Tablets become more common at construction sites
File photo.
BOISE, Idaho (AP) - Boise State University professor Casey Cline isn't waiting any longer to make the students in his construction management class more technologically savvy and ready for the professional world.

Starting this fall, all freshman enrolled in his class will be required to use iPads. The devices are essential, he says, to the new way of managing projects on site without the traditional paper and pens, from uploading data reports and photos to accounting for changes in job specs and safety materials.

"We saw the wave coming and want our students to be prepared," Cline told The Idaho Business Review (http://bit.ly/WuZ0B8).

Professionals in the construction field have been relatively slow to adopt new communications technology such as iPads and other tablet-style computers. But many and the industry in Idaho have realized recently that using tablets at job sites saves money and time.

Dan Drinkward, operations manager for Hoffman Construction, a company involved in the $70 million Jack's Urban Meeting Place project in downtown Boise, said 15 years ago, using a handheld computer while on a construction site was unheard of.

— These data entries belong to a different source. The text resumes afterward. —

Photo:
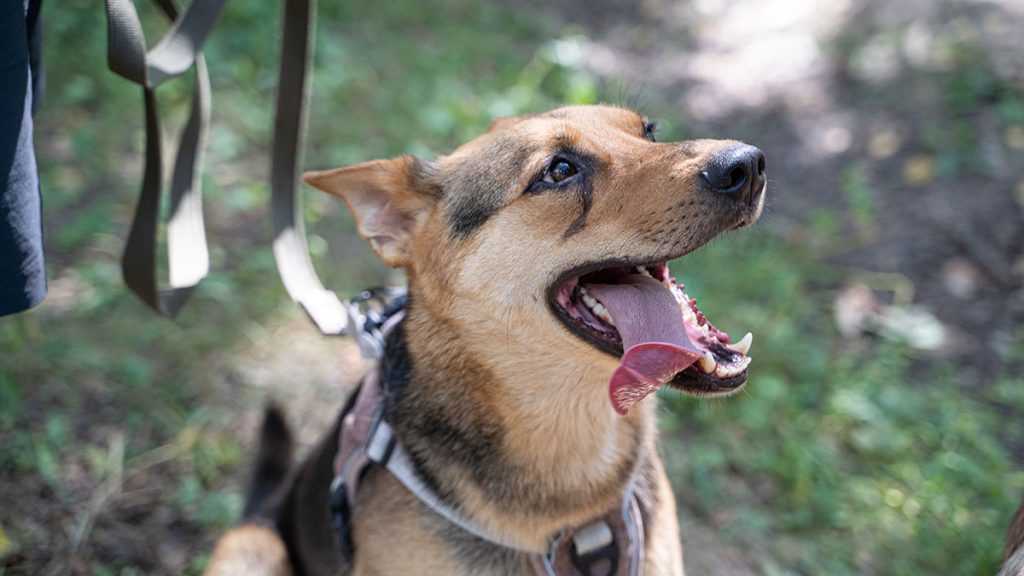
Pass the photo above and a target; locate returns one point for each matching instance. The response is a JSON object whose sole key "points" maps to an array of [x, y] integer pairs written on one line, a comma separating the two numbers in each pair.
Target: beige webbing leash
{"points": [[186, 246]]}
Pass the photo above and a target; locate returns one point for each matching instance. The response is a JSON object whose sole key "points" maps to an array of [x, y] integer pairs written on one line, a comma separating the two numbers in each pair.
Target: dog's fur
{"points": [[504, 410], [1013, 556]]}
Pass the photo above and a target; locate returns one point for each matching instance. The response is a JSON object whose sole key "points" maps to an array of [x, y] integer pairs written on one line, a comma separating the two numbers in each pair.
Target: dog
{"points": [[541, 317]]}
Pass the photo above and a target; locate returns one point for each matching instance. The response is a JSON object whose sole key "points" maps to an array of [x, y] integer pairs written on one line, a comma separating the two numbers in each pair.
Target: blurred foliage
{"points": [[841, 457]]}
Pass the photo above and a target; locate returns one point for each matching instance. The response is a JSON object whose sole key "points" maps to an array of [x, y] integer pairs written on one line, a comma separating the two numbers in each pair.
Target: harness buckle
{"points": [[368, 312], [340, 516], [593, 544]]}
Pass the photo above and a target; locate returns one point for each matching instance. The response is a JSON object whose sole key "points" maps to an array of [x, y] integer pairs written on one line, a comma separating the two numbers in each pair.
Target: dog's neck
{"points": [[526, 445]]}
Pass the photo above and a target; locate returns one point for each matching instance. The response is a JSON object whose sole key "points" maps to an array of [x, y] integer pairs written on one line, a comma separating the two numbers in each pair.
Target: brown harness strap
{"points": [[610, 545]]}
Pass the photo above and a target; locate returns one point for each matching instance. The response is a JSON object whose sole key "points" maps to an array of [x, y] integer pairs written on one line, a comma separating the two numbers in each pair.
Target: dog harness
{"points": [[610, 545]]}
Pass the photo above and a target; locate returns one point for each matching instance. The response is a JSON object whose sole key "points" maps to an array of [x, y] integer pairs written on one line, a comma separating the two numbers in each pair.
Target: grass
{"points": [[842, 457]]}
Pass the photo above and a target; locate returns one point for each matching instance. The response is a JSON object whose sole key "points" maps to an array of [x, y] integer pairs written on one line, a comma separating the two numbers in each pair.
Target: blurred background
{"points": [[881, 432]]}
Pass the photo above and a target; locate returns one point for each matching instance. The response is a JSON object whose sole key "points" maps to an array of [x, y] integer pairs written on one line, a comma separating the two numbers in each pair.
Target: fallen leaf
{"points": [[853, 306]]}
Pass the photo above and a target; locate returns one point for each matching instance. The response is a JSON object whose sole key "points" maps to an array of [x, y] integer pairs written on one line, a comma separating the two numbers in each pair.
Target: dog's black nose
{"points": [[737, 172]]}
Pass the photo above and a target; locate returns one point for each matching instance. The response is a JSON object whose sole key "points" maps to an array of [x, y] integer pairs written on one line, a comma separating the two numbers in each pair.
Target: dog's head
{"points": [[546, 239]]}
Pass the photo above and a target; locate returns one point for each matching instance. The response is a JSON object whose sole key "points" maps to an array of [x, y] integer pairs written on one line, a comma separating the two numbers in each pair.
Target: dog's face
{"points": [[546, 240]]}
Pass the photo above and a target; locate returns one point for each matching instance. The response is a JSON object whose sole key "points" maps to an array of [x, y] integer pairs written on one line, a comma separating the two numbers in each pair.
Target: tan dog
{"points": [[1013, 556], [541, 317]]}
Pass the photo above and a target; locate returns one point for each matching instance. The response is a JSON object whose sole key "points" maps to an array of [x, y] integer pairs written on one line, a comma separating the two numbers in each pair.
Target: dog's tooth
{"points": [[602, 313], [708, 363], [743, 345]]}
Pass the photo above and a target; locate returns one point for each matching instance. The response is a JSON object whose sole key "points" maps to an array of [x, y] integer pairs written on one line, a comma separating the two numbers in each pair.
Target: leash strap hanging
{"points": [[290, 249], [188, 260]]}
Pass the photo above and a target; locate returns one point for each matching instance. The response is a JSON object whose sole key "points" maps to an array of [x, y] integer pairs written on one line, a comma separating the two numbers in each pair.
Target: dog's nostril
{"points": [[736, 172], [736, 177]]}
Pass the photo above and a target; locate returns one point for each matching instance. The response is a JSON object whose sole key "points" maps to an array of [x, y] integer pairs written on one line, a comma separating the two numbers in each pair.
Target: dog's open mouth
{"points": [[640, 314]]}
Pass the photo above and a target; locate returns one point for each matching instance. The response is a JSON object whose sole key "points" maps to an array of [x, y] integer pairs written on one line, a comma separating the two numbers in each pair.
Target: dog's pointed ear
{"points": [[390, 200]]}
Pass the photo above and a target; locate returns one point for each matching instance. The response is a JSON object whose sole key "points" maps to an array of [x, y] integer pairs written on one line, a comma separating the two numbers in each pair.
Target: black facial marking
{"points": [[586, 202], [477, 190]]}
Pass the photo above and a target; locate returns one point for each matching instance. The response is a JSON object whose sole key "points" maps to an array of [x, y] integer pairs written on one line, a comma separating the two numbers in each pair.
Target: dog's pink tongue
{"points": [[656, 346]]}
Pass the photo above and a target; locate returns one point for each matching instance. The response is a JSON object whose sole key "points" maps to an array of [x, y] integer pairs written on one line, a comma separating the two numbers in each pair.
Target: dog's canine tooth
{"points": [[603, 314], [708, 363], [743, 345]]}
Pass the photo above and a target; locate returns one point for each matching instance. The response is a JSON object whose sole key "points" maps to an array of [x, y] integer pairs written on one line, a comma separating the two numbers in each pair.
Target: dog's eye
{"points": [[559, 170]]}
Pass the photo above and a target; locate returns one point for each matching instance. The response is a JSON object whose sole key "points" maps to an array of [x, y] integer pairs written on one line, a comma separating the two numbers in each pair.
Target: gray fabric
{"points": [[23, 277]]}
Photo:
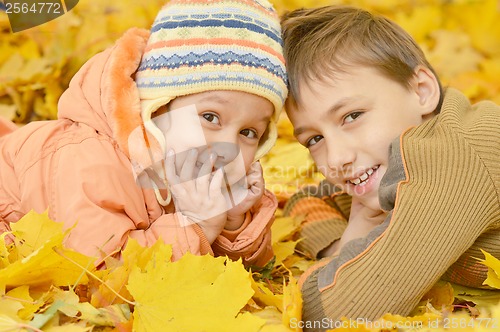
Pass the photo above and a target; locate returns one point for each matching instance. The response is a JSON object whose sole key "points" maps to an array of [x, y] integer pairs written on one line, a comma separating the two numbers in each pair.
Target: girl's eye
{"points": [[212, 118], [250, 133], [352, 116], [313, 141]]}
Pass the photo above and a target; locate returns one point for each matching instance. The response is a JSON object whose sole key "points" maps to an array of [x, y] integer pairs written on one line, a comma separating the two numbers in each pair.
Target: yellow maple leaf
{"points": [[292, 302], [116, 278], [193, 294], [493, 265], [46, 262], [33, 230], [265, 297]]}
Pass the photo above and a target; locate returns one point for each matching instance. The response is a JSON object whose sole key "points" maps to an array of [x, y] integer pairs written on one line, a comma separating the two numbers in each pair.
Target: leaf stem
{"points": [[94, 276]]}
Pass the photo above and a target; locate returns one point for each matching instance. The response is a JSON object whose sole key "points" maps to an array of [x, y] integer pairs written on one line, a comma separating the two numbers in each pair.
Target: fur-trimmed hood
{"points": [[103, 93]]}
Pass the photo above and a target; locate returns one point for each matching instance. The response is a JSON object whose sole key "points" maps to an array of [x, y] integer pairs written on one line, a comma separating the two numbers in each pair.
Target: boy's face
{"points": [[349, 122], [227, 123]]}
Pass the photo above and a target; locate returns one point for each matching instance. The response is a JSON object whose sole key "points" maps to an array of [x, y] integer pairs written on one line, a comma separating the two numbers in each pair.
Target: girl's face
{"points": [[228, 124]]}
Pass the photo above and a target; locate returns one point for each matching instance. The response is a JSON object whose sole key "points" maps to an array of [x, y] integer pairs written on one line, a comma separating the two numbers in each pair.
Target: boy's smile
{"points": [[349, 121]]}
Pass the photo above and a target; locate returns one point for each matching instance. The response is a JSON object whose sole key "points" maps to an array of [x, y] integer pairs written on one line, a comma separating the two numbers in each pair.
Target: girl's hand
{"points": [[252, 193], [198, 195]]}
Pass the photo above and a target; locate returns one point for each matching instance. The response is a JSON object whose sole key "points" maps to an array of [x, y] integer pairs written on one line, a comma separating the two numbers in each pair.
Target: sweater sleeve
{"points": [[252, 241], [442, 190], [324, 211]]}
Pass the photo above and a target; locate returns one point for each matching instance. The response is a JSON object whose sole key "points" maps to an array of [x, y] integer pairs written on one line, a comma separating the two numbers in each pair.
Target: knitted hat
{"points": [[204, 45]]}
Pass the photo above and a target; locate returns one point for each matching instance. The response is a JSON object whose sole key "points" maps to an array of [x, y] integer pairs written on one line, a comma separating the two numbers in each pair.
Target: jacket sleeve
{"points": [[442, 190], [93, 186], [252, 241], [324, 211]]}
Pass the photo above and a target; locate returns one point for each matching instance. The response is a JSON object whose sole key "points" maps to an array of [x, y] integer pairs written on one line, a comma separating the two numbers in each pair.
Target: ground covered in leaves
{"points": [[44, 286]]}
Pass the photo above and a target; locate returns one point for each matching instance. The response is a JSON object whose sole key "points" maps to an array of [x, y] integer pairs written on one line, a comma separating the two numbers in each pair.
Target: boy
{"points": [[421, 165], [211, 69]]}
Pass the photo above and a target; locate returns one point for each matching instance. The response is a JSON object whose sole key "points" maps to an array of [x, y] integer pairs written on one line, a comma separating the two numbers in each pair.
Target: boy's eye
{"points": [[212, 118], [250, 133], [314, 140], [352, 116]]}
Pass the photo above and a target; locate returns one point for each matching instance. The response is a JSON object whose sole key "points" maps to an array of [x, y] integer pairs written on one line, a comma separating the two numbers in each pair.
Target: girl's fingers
{"points": [[216, 183], [172, 177], [203, 179]]}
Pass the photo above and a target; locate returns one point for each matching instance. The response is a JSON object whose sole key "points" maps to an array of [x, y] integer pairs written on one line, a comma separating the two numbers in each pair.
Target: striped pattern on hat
{"points": [[203, 45]]}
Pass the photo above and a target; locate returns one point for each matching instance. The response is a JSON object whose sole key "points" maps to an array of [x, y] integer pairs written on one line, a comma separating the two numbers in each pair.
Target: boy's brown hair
{"points": [[321, 41]]}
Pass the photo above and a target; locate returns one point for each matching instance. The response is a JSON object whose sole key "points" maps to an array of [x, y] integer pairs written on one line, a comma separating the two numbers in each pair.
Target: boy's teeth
{"points": [[363, 177]]}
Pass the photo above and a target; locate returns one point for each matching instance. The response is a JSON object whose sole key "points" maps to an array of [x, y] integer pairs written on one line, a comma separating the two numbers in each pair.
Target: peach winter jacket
{"points": [[79, 169]]}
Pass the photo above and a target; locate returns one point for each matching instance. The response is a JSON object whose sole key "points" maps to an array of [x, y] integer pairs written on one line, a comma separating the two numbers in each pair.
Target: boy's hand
{"points": [[198, 195], [252, 194]]}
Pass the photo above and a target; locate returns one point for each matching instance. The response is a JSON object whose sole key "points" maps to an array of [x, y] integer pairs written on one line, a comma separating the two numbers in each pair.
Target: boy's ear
{"points": [[426, 86]]}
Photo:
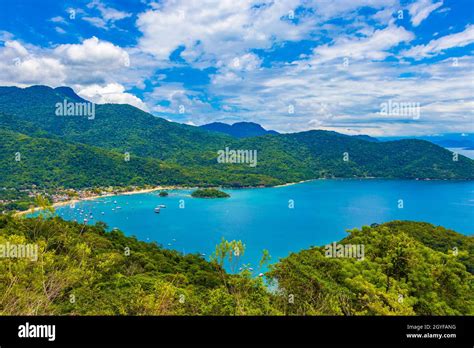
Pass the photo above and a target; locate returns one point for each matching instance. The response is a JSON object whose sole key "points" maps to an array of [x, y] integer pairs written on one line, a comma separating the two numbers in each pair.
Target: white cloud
{"points": [[441, 44], [110, 93], [108, 15], [94, 52], [217, 31], [421, 9], [374, 47]]}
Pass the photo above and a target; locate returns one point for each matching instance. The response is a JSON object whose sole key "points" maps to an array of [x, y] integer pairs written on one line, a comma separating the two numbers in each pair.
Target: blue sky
{"points": [[289, 65]]}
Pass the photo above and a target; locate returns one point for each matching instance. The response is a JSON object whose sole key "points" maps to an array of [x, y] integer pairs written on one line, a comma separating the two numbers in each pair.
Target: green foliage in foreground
{"points": [[85, 270], [401, 274], [209, 193]]}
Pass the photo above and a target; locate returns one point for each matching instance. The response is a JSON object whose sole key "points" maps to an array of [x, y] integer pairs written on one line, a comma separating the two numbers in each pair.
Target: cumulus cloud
{"points": [[374, 47], [111, 93], [94, 52], [436, 47], [216, 31], [108, 15], [421, 9]]}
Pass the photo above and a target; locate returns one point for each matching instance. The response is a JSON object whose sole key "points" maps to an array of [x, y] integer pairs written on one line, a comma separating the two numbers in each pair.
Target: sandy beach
{"points": [[73, 201]]}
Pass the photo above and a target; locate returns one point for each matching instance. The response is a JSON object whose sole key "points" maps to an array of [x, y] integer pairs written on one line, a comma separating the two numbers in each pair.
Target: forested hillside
{"points": [[88, 270]]}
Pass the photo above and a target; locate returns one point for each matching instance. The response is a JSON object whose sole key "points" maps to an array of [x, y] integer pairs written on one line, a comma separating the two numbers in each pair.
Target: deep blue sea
{"points": [[262, 218]]}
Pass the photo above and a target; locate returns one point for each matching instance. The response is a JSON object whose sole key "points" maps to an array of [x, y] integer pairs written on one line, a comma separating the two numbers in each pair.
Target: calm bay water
{"points": [[261, 218]]}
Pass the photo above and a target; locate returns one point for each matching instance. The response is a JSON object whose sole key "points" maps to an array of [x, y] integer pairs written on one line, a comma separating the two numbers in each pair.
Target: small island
{"points": [[209, 193]]}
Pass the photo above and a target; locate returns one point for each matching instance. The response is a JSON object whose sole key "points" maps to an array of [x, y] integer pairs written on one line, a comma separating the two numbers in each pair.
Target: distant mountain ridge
{"points": [[174, 153], [238, 129]]}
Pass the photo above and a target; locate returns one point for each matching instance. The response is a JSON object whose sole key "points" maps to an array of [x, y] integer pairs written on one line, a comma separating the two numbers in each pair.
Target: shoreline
{"points": [[177, 187], [90, 198]]}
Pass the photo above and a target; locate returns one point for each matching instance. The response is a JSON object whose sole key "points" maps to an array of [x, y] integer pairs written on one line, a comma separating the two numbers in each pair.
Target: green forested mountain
{"points": [[185, 154], [404, 272], [85, 270]]}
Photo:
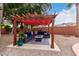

Now, Hoffman's crews and the project's team of subcontractors rely on them, he said.

"They are set up so our subcontractors and their staff can access a whole variety of information in the field without having to stop in the office," Drinkward said.

Some construction managers have been persuaded to adopt the new technology by iPad applications that are geared specifically to the construction industry. The apps are user-friendly and have changed the way work is conducted on the site, Cline said.

"Some construction firms I work with are going completely paperless. Crews can upload building information models right from the field. . It's incredible," he said.

Handheld technology has moved decision-making outside, said Noelle Spencer, project engineer for Hoffman Construction.

"Being able to get issues solved basically on the factory floor by being able to pull up plans right there or look at 2-D models is huge," Spencer said.

Still, making a full switch to tablets is complex and some companies have avoided it altogether.

For example, Nampa-based Radix Construction hasn't made the transition. Although Radix superintendents are required to have a laptop in the field, and some workers use a tablet, it's not universal, said Radix Construction Vice President Tony O'Neil. He's still evaluating the options.

"We want there to be a level of comfort with one operating system which will become our standard," O'Neil said.

It also requires an investment that can be a hurdle for smaller firms.

Robin Anselme, the human resource and office manager at Petra Inc., said while project managers, superintendents and the administrative team have smartphones, the company hasn't moved to tablets yet at construction sites.

"The construction industry is now rebounding, but for a long time, it completely plummeted, which meant we had to budget for other things," Anselme said.

Others say using tablets ultimately saves money.

"Before, if an architect made changes, hard documents would have to be ordered and sent out to everyone associated with the project, and it would take three to five days just to get the docs in hand," said Michael Papac, a project executive at ESI.